Всякий переезд связан с хлопотами. Тем более когда не сам едешь, а тебя везут, да еще под конвоем, когда представить не можешь, что ждет тебя в Минске — снижение срока, свобода или этап в еще более страшные лагеря. И что произойдет на этапе? Разденут тебя урки догола или что-нибудь оставят «на сменку»? Или, наоборот, сам возьмешь в руки инициативу, как уже было, и загонишь шпану под нары? Наконец, узнает ли мама о моем приезде и дадут ли нам свидание?

Есть о чем волноваться будущему этапнику. Так было и раньше, но теперь добавилась забота о рукописи — о тех самых шести общих тетрадях, к которым пришита нитками тонкая тетрадка с чужими мыслями, болью и страданиями. Прятать на себе бессмысленно: шмонать будут не единожды. Сдать в багаж, как советовал Долгунов? А если конвой не посчитает рукопись ценностью и бросит в огонь? Для рядового конвоира бумага — материал, из которого зэки мастерят игральные карты, и не более того.

На мое счастье, тетради, завернутые в плотную материю (Витковский дал дефицитное полотно!) и перевязанные веревочкой, приняли еще до этапа, составили опись и выдали мне квитанцию, предупредив, что ни во время следствия, если таковое будет, ни на этапах я свою драгоценность не получу, а выдадут ее только по возвращении в лагерь, в чем ни начальник надзорслужбы, ни каптерщик, принявший сверток, не сомневались.

— И чего мельтешитесь, мотаетесь туда-сюда? — выговаривали мне умные люди. — Сидели бы тут, раз оказались в приличном лагере, а ведь еще неизвестно, куда попадешь после пересмотра дела.

И с тем, что лагерь этот не из худших и что можно десять раз покаяться, что не сиделось на месте, я был согласен, но теперь от меня уже ничего не зависело. Запущенная год назад жалобой моей матери бюрократическая машина давала первые обороты.

Ровно через два дня меня и еще двух человек, по виду уголовников, вывели из ворот ОЛПа и в кузове грузовика — лицом назад — повезли на железнодорожную станцию. Разговаривать, закуривать и шевелиться не разрешалось. На станции нас присоединили к большой группе заключенных с других ОЛПов, посадили на землю и запретили поднимать голову. Ждали поезда Москва — Воркута. Метрах в пятидесяти от нас на асфальтированной площадке его ждали вольные — женщины с сумками и чемоданами и военные. Те и другие искоса на нас поглядывали без большого, впрочем, интереса: в здешних местах такая картина вполне обычная.

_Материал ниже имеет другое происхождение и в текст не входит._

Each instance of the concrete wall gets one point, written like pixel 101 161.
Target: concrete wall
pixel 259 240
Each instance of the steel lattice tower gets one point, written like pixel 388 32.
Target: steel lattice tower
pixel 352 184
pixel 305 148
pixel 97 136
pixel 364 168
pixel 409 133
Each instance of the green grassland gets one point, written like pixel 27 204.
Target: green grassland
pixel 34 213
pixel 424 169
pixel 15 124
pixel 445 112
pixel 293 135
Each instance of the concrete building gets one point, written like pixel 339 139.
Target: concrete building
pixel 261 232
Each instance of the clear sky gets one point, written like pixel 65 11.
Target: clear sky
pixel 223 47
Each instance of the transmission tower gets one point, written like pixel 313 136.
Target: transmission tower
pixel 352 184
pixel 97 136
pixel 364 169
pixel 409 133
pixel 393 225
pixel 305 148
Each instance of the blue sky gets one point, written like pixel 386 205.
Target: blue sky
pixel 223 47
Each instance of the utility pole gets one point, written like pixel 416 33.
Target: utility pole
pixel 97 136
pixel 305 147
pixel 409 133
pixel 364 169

Поезд опаздывал, и скоро арестанты начали проявлять беспокойство. Тогда конвой разрешил подняться и справить малую нужду тут же, не сходя с места. Никого из посторонних это не возмутило и не удивило, просто женщины на перроне стали смотреть в другую сторону. Пожалуй, мы для них были чем-то вроде скота.

Еще через полчаса показался поезд, пассажиры на перроне оживились, мы же оставались спокойными: прикажут — войдем в вагон-зак, займем места…

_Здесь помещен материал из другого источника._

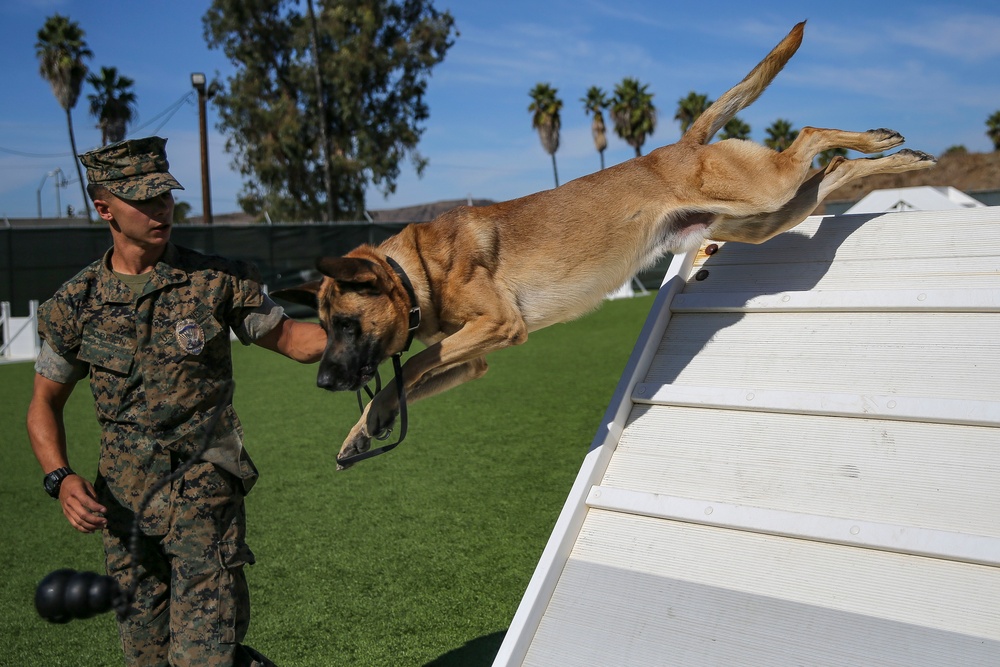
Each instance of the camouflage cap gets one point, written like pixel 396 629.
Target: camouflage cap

Однако все купе оказались переполненными: из Воркуты, Инты и Сухобезводного везли зэков в разные места Советского Союза — кого на новое следствие, кого, как меня, на пересмотр дела.

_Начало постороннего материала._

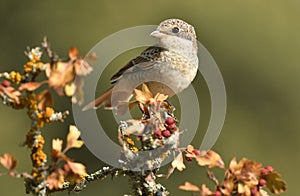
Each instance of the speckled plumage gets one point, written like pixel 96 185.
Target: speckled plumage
pixel 171 64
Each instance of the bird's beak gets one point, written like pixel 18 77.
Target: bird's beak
pixel 157 34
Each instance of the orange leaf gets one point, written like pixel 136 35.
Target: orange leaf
pixel 44 100
pixel 160 97
pixel 73 53
pixel 205 191
pixel 72 138
pixel 210 159
pixel 31 86
pixel 274 183
pixel 189 187
pixel 144 95
pixel 57 144
pixel 77 168
pixel 8 161
pixel 178 162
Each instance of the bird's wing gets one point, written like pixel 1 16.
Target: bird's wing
pixel 149 55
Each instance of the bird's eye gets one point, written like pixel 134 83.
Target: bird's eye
pixel 175 30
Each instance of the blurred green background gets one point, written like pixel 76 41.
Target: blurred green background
pixel 255 43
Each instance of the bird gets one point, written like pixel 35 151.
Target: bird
pixel 167 67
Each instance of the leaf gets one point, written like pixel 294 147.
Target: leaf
pixel 82 68
pixel 70 89
pixel 78 96
pixel 189 187
pixel 205 190
pixel 210 159
pixel 44 100
pixel 274 183
pixel 31 86
pixel 8 161
pixel 72 138
pixel 10 92
pixel 55 180
pixel 77 168
pixel 57 144
pixel 144 95
pixel 178 162
pixel 73 53
pixel 160 97
pixel 263 192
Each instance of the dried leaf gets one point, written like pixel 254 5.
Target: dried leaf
pixel 178 162
pixel 73 53
pixel 70 89
pixel 160 97
pixel 11 92
pixel 210 159
pixel 57 144
pixel 77 168
pixel 55 180
pixel 78 96
pixel 275 184
pixel 72 138
pixel 82 68
pixel 44 100
pixel 263 192
pixel 144 95
pixel 134 127
pixel 189 187
pixel 8 161
pixel 31 86
pixel 205 191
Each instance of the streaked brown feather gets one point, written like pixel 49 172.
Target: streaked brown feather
pixel 149 54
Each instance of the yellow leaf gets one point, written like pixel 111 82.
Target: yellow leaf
pixel 57 144
pixel 189 187
pixel 275 184
pixel 210 159
pixel 77 168
pixel 8 161
pixel 178 162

Мне досталось место на верхней полке во втором от туалета купе. Вместо положенных шести человек здесь разместились пятнадцать. Обе верхние полки соединялись досками, и над нижними жильцами, таким образом, висели полати с плотно лежащими телами их товарищей. От спертого воздуха, наполненного испарениями полуголых тел и густого табачного дыма, было трудно дышать. Рядом со мной, голова к голове, лежал пожилой, обросший щетиной человек и все время кашлял кровью. На худом лице горячечным блеском светились глаза. Иногда, просыпаясь, я чувствовал его дыхание на своих губах…

Даже первое, беглое разглядывание попутчиков принесло мне некоторое успокоение: блатных среди них не было. Вскоре это наблюдение подтвердилось дикими воплями из дальнего купе: по недосмотру конвоя к ворам в законе поместили суку — и теперь его не то душили, не то резали. Весь конвой бросился туда, и началась жестокая возня — слабых и малорослых в конвой не берут… Минут через десять, когда утихли крики, по коридору протащили волоком молодого парня. Голова его болталась на окровавленной шее — по-видимому, ему перерезали горло.